Schnelles Internet egal, wo ihr in Deutschland lebt: Die Deutsche Bahn AG möchte beim Breitbandausbau helfen und bietet das Mieten ihres Glasfasernetzes an. Internet- und Mobilfunkanbieter können also jetzt loslegen, wenn sie Kundinnen und Kunden mehr Geschwindigkeit anbieten möchten.

In vielen Teilen von Deutschland kann die Internetverbindung ab sofort schneller werden – mithilfe der Deutsche Bahn AG. Das Unternehmen hat bekannt gegeben: Internet- und Mobilfunkanbieter dürfen ihre Glasfaserleitungen mitbenutzen.

Gemeint sind damit insgesamt 18.500 Kilometer an Glasfaserleitungen, die in einem Kabelschacht entlang der Bahnstrecke liegen und die die Bahn unter anderem zum Steuern ihres Zugverkehrs benutzt – es gibt aber noch freie Kapazitäten.
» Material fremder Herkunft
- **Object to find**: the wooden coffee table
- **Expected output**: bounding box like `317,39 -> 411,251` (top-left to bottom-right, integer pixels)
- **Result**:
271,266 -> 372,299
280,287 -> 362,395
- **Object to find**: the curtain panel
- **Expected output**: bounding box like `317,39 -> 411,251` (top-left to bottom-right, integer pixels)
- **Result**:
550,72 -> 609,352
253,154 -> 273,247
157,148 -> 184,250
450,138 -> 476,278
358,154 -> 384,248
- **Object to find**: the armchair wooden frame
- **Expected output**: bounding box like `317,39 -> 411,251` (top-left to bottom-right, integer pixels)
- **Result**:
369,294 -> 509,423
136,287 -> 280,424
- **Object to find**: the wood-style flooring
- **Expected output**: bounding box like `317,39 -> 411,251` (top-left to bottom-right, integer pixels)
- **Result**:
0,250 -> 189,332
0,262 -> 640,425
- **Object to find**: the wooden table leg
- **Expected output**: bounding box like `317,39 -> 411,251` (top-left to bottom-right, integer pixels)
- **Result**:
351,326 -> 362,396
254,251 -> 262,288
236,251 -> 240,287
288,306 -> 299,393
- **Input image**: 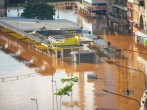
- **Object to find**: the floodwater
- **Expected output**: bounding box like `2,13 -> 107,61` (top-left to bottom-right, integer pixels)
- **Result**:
0,6 -> 147,110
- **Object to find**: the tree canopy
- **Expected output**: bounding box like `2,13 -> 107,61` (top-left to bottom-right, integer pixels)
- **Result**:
21,2 -> 55,20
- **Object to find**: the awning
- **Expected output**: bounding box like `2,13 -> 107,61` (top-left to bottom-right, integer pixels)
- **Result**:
135,30 -> 147,38
94,39 -> 108,46
112,4 -> 127,11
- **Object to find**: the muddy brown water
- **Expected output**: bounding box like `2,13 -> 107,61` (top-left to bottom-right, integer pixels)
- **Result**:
0,29 -> 147,110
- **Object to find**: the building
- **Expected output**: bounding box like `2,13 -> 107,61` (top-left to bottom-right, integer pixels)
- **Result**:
127,0 -> 145,33
107,0 -> 114,13
0,0 -> 6,16
107,0 -> 128,34
77,0 -> 107,16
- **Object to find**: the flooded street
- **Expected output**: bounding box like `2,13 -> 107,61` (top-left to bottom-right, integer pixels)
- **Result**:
0,7 -> 147,110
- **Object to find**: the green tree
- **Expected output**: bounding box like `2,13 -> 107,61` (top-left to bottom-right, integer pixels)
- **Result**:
21,2 -> 55,20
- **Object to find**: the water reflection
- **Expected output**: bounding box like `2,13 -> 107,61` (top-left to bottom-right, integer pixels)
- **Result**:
0,6 -> 147,110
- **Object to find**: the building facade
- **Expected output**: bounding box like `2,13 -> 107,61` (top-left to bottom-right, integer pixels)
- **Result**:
127,0 -> 147,33
0,0 -> 6,17
107,0 -> 128,34
78,0 -> 107,16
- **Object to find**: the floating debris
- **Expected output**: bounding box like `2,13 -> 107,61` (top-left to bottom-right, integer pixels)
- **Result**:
87,74 -> 97,79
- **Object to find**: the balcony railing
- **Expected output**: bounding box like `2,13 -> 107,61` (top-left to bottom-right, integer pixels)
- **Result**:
114,0 -> 127,6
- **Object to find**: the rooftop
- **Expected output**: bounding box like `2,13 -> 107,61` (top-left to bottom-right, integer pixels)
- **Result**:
0,17 -> 80,31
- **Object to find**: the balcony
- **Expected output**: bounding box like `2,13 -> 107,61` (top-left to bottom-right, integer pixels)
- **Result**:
114,0 -> 127,6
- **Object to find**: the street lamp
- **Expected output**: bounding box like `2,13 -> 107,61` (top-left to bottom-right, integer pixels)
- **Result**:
103,90 -> 141,107
31,99 -> 38,110
112,62 -> 147,90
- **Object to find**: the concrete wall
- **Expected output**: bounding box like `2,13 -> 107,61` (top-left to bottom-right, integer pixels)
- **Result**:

Für den Breitbandausbau sind die 18.500 Kilometer eine Möglichkeit für mehr Leistung. Zusätzlich könnte sich das Glasfasernetz um 15.000 weitere Kilometer vergrößern. Die müssten aber noch in den freien Kabelschächten verlegt werden. Im Vergleich zu den bereits verlegten kilometerlangen Leitungen vieler Anbieter, sei das ein relevanter Beitrag, sagt Deutschlandfunk-Nova-Reporter Konstantin Köhler.

Mehr Glasfaserleitungen bedeuten schnelles Internet und besseren Mobilfunk

Für Internet- und Mobilfunkanbieter bedeutet das: Mieten sie einen Teil der Leistungskapazität bei der Deutsche Bahn AG, können sie zum Beispiel schnelles Internet an Orten anbieten, die bisher noch keines haben. Denn: Das Glasfasernetz der Bahn erstreckt sich quer durch Deutschland bis hin zu eher abgelegenen Bahnhöfen, wie die Deutsche Bahn AG schreibt. Zudem können Mobilfunkanbieter mehr Mobilfunkmasten aufstellen und sie an die Glasfaserleitung anschließen. Das würde den Ausbau von 4G und 5G unterstützen.

Das heißt für euch: Die Chance auf schnelleres Internet und einen besseren Mobilfunk steigen. Offen ist bisher aber noch, wie und ob die Internet- und Mobilfunkanbieter das Glasfasernetz der Bahn nutzen. Zudem könne eine flächendeckende, stabile Mobilfunkversorgung entlang der Schienenstrecken für einen attraktiveren Eisenbahnverkehr sorgen, meint die Bahn. Dafür braucht es aber eben mehr Mobilfunkmasten.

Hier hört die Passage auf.